All this apart, the Akademi made a fundamental mistake in assuming that audiences wanted to see the theatre biggies in short excerpts from plays they had done in the past. People came to see the celebrities, true, but only people like Naseeruddin Shah and Anupam Kher. For the rest, whom the Akademi considered celebrities and provided with the prestigious Kamani auditorium, there were, from all accounts, scanty audiences. On the other hand, full-length plays performed by local groups in theatres located away from the `centre' of the festival had packed halls. And there the organisers had put up a tatty fly-blown set of banners, and sent a small group of people to oversee whatever arrangements were made. The hall authorities themselves had no idea of what plays were to be staged when - they were told only a day before the plays were staged.

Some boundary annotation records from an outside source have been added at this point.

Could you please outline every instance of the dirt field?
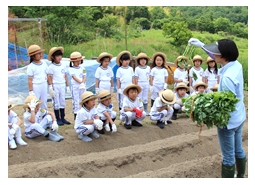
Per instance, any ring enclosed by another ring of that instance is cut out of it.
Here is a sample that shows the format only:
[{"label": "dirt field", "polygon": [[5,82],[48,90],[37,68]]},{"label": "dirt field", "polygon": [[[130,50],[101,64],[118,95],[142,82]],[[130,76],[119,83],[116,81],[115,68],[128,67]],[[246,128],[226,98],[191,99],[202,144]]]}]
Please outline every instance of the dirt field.
[{"label": "dirt field", "polygon": [[[204,125],[198,142],[199,127],[185,114],[178,114],[178,119],[164,129],[147,116],[143,127],[131,130],[124,128],[118,115],[116,133],[107,132],[98,139],[92,137],[92,142],[84,142],[78,139],[73,128],[72,101],[67,100],[66,104],[66,119],[72,124],[59,127],[64,140],[56,143],[43,136],[29,139],[22,126],[22,138],[28,145],[8,150],[9,178],[221,177],[222,158],[216,127],[208,130]],[[113,104],[119,112],[115,98]],[[51,102],[48,107],[53,111]],[[13,110],[23,121],[22,106]],[[242,137],[248,158],[248,110]],[[245,177],[248,177],[248,163]]]}]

If these plays played to full houses the credit must go to the groups, rather than to the Akademi. The great and the good of the Akademi were all over the Kamani, fraternising with celebrities; they had little or no time for the humbler theatre people, the ones who were staging plays to appreciative and large audiences. This, again, is a disease that has begun eating the Sangeet Natak Akademi from within; it is moving away from concern with the form, from theatre, to celebrity actors and directors, falling over themselves to wine them and dine them. They may do that, certainly, but they need to understand that they are organising a festival of theatre, that the form is of paramount interest, not the people, no matter how wonderful the Akademi thinks they are. Theatre lives through its audiences; plays come to life if there are audiences; directors and actors perform with inspiration if there are audiences. This is something the Akademi must realise, and not treat such festivals as events meant for the delectation and flattering of a few.

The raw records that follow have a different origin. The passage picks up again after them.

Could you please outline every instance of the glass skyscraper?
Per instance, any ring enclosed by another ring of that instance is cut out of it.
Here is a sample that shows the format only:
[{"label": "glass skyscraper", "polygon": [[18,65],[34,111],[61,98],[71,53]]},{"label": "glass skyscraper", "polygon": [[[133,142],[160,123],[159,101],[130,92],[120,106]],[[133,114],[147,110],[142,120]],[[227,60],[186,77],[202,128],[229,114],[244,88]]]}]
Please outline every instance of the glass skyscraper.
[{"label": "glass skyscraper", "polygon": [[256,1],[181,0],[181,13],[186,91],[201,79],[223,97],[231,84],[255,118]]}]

FINALLY, the Chennai `season', the only true festival of the three. This must be a unique event in this country. Over 40 sabhas organise and present the finest vocalists, instrumentalists and dancers in a series of concerts that last till the first week of January. Rasikas stream in from all over the State, indeed the whole country, and now from other countries in larger and larger numbers to watch and listen. And not one paisa comes from the government; all the money is raised by the organisers themselves. This has its own problems. As Peter Brook says in his book There Are No Secrets, "As government support dwindles all over the world, sponsorship is the only alternative. But the sponsors must be enlightened. ... .enlightenment can't be taught, though it must always be encouraged when it appears." Not that there are no problems or a dark side to the `season', something the late Pattabhi Raman was fond of telling me about; but all in all this is a festival run by people who know about the arts and whom the artistes know well. It makes for that unique combination of organisation and excellence, which the Chennai festival has come to symbolise.

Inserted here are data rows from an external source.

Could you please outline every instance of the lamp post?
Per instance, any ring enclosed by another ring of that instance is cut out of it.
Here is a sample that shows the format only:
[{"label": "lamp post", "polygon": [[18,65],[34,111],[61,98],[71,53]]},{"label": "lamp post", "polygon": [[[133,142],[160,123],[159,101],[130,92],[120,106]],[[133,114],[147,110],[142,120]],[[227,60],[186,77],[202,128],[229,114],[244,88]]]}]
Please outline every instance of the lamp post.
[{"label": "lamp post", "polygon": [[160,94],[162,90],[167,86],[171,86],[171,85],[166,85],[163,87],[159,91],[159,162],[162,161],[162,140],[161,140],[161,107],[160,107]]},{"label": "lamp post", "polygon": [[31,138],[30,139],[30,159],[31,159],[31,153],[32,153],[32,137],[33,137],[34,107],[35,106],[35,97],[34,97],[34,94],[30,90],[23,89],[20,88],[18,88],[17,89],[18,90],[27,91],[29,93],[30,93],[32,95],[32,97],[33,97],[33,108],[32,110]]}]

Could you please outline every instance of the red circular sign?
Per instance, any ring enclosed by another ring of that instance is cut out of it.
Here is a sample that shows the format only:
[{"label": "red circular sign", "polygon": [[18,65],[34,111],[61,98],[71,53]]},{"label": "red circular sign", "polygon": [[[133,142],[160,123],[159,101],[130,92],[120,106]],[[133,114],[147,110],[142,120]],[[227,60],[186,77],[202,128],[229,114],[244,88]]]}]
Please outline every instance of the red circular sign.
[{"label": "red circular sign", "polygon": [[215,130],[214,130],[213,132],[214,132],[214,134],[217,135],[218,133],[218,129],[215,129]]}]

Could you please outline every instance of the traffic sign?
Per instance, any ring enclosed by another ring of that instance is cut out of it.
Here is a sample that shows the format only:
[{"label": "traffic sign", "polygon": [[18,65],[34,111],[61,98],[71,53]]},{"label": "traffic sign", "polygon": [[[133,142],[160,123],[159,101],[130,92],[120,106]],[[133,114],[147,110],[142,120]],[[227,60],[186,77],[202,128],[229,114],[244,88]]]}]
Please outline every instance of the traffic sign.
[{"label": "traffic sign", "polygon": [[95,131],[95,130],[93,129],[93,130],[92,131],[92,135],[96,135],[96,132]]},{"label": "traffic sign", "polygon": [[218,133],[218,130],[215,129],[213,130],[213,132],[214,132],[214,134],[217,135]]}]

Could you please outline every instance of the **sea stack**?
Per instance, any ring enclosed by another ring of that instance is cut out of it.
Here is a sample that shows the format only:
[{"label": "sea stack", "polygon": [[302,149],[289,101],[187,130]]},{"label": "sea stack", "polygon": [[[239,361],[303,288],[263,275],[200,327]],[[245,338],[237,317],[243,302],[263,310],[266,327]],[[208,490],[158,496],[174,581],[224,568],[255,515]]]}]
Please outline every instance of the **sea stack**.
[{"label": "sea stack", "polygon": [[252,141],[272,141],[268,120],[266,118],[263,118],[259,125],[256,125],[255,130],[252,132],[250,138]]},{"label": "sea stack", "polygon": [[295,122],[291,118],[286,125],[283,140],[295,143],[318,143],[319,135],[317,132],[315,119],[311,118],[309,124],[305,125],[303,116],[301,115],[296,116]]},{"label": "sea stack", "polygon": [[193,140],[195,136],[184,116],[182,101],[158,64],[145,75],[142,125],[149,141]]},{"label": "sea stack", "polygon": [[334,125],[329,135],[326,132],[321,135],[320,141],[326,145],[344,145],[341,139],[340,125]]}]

There is much that the Sangeet Natak Akademi can learn from this spontaneous organisation of a cultural event; in terms of organisation, in terms of blending celebrities with young growing talent, in terms of fostering the arts as opposed to individuals, knowing that out of this alone will an audience devoted to the arts emerge. A good deal of this happened when Girish Karnad was Chairman of the Sangeet Natak Akademi; there is, therefore, no reason for it not to happen again. A person wise in the ways of the world once said to me: "People no matter how great, pass away, and become a part of history. But the arts, and the forms in which they are expressed, always remain, and renew themselves." That needs to be, must be our watchword in the years to come.